欧州スーパーリーグを〝秒殺〟した「剛腕」UEFA会長の素顔

UEFAのチェフェリン会長(ロイター)

世界を震撼させた欧州スーパーリーグ(ESL)構想を〝秒殺〟した欧州サッカー連盟(UEFA)のアレクサンデル・チェフェリン会長(53)の豪腕ぶりが脚光を浴びている。

ESLは世界中で大きな波紋を呼んだが、創設を発表後すぐにイングランド・プレミアリーグの6クラブが撤退を表明し、さらにスペインのアトレチコ・マドリードとイタリア3クラブも脱退を決めて〝三日天下〟で崩壊寸前に陥っている。
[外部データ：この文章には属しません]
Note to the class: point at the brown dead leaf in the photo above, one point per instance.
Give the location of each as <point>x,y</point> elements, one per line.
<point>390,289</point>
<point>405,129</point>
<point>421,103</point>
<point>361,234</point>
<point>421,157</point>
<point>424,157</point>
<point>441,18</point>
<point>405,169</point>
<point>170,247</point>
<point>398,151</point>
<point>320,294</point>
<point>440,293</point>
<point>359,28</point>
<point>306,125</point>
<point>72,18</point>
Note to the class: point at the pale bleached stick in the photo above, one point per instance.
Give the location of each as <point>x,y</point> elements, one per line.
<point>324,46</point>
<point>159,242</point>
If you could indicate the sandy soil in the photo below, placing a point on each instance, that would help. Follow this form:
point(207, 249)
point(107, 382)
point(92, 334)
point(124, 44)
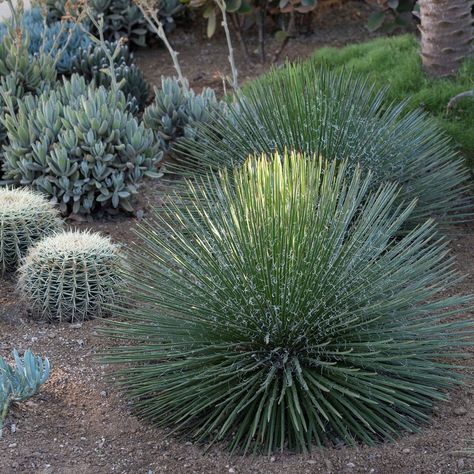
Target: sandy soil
point(79, 423)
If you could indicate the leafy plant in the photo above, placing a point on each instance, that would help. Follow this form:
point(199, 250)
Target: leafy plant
point(394, 63)
point(22, 381)
point(25, 218)
point(391, 14)
point(338, 116)
point(176, 112)
point(21, 74)
point(122, 18)
point(80, 146)
point(71, 276)
point(58, 38)
point(273, 308)
point(91, 62)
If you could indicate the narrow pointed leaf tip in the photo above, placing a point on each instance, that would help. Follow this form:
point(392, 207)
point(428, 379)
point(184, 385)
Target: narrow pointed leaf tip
point(273, 307)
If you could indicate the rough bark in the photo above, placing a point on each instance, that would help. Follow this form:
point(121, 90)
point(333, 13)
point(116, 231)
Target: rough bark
point(446, 34)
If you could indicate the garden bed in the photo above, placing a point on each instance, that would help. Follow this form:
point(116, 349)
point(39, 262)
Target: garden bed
point(79, 423)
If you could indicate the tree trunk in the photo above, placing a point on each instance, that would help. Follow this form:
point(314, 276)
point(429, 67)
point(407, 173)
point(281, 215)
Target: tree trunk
point(446, 34)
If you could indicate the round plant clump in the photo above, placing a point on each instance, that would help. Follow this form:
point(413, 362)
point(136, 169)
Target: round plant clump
point(279, 308)
point(25, 218)
point(71, 276)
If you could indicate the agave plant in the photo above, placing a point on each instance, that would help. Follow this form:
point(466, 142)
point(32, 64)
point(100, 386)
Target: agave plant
point(176, 112)
point(338, 116)
point(71, 276)
point(272, 308)
point(22, 381)
point(25, 218)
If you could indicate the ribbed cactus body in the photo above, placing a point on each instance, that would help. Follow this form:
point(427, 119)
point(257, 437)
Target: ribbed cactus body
point(177, 111)
point(71, 276)
point(25, 218)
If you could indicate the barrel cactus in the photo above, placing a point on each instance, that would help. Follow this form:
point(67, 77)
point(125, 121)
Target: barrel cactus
point(80, 146)
point(71, 276)
point(25, 218)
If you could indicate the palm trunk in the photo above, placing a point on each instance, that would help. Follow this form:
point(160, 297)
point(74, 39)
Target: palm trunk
point(446, 34)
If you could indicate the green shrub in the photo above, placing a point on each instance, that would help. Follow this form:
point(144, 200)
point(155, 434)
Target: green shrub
point(22, 381)
point(21, 74)
point(276, 310)
point(59, 39)
point(176, 112)
point(122, 18)
point(25, 218)
point(396, 63)
point(71, 276)
point(80, 146)
point(91, 62)
point(337, 116)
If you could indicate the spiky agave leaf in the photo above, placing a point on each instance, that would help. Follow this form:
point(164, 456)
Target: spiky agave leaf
point(339, 116)
point(274, 309)
point(26, 217)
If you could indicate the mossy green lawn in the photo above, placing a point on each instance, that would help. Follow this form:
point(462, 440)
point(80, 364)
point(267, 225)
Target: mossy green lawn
point(395, 62)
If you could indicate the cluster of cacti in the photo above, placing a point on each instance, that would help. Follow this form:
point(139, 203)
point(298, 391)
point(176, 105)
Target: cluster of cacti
point(80, 146)
point(60, 39)
point(22, 381)
point(177, 112)
point(25, 218)
point(71, 276)
point(91, 62)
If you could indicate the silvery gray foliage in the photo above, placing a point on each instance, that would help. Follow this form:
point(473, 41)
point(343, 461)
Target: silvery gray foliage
point(25, 218)
point(92, 63)
point(22, 381)
point(80, 146)
point(71, 276)
point(176, 111)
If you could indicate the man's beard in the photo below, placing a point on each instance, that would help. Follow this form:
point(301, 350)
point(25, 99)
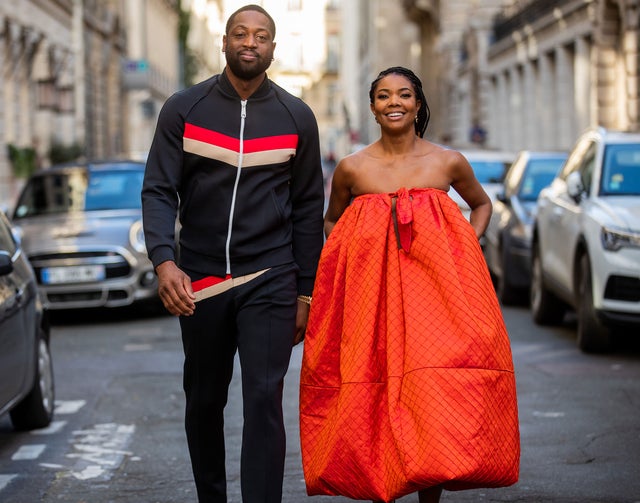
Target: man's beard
point(244, 70)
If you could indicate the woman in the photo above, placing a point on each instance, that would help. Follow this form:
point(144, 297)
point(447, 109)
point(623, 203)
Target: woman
point(407, 382)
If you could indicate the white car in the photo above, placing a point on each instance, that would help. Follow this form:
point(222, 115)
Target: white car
point(586, 240)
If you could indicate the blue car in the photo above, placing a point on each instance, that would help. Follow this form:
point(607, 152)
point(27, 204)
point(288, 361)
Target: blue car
point(507, 240)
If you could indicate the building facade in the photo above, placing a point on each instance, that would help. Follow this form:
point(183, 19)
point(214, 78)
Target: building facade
point(558, 67)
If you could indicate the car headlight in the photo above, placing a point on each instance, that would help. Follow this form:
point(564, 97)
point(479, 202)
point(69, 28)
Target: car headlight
point(614, 239)
point(136, 237)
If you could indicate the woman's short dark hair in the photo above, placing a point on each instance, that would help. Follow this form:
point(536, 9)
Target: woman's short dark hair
point(254, 7)
point(423, 113)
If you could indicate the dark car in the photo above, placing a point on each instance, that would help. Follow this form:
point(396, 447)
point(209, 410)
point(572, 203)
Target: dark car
point(26, 372)
point(81, 227)
point(507, 244)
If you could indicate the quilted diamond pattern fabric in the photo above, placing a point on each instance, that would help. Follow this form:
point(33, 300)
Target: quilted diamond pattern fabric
point(407, 378)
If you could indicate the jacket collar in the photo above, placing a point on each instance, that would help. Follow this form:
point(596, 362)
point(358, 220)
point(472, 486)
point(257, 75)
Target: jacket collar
point(226, 86)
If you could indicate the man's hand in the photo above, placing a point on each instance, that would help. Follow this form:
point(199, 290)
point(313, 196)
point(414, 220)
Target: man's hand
point(302, 317)
point(174, 288)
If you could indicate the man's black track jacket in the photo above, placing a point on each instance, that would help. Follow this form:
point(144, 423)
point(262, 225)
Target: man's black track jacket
point(245, 177)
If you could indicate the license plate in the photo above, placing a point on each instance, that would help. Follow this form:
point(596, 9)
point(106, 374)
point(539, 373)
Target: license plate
point(73, 274)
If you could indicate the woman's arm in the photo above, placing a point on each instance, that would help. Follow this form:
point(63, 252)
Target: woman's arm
point(340, 196)
point(467, 185)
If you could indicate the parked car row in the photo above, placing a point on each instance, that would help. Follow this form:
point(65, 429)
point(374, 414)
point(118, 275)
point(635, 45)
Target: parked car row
point(81, 227)
point(74, 241)
point(26, 373)
point(566, 231)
ヤリ手で知られるスペイン1部レアル・マドリードのフロレンティーノ・ペレス会長(74)を相手に、壮大な計画を瞬殺で葬ったUEFAのチェフェリン会長とは何者なのか。スペイン紙「エルコンフィデンシャル」が「220万ユーロ(約2億9000万円)を稼ぎ、フロレンティーノと戦う〝鬼〟」と題して、その人物像を特集した。

「刑法専門の弁護士で、50人以上の弁護士を擁する事務所を持っており順調だ。経済的な問題はなく、もはやお金を必要としない。彼の趣味はバイクと家族旅行で、プライベートジェットで旅をする。彼の妻は絵画ギャラリーを所有し、芸術に投資している」とそのセレブぶりを紹介した。

そんな敏腕弁護士がんぜUEFAの会長になったのか。「サッカーの世界が最も困窮している人々を助けるための連帯プロジェクトに関与してきた。MFフアン・マタのの慈善団体にも給料の1%を寄付している」と社会活動を通じてサッカーの世界へ身を投じた。

そして「小さなサッカー連盟の会長であるスロベニア人のチェフェリンが、オランダ人候補者のミシェル・ファンプラーグを圧倒して2016年9月に就任した。彼はジョセフ・ブラッターFIFA前会長から融資を受けたミシェル・プラティニUEFA前会長の失脚に悩まされていた組織で、古いスキャンダルを終わらせるための革新的なリーダーとなった」とサッカー界でも短期間で頭角を現し、若きリーダーとしてらつ腕を振るっている。

UEFAの年次報告書によると年間の報酬は220万ユーロだが、弁護士としての収入はそれをはるかに超えているとみられる。

こうした背景を踏まえて同紙は「ペレス会長は、古い体制と腐敗の打破を求めるスロベニア人弁護士の力を過小評価していたのかもしれない」と指摘。UEFA会長の豪腕により〝ESL反乱〟は秒速で制圧されたようだ。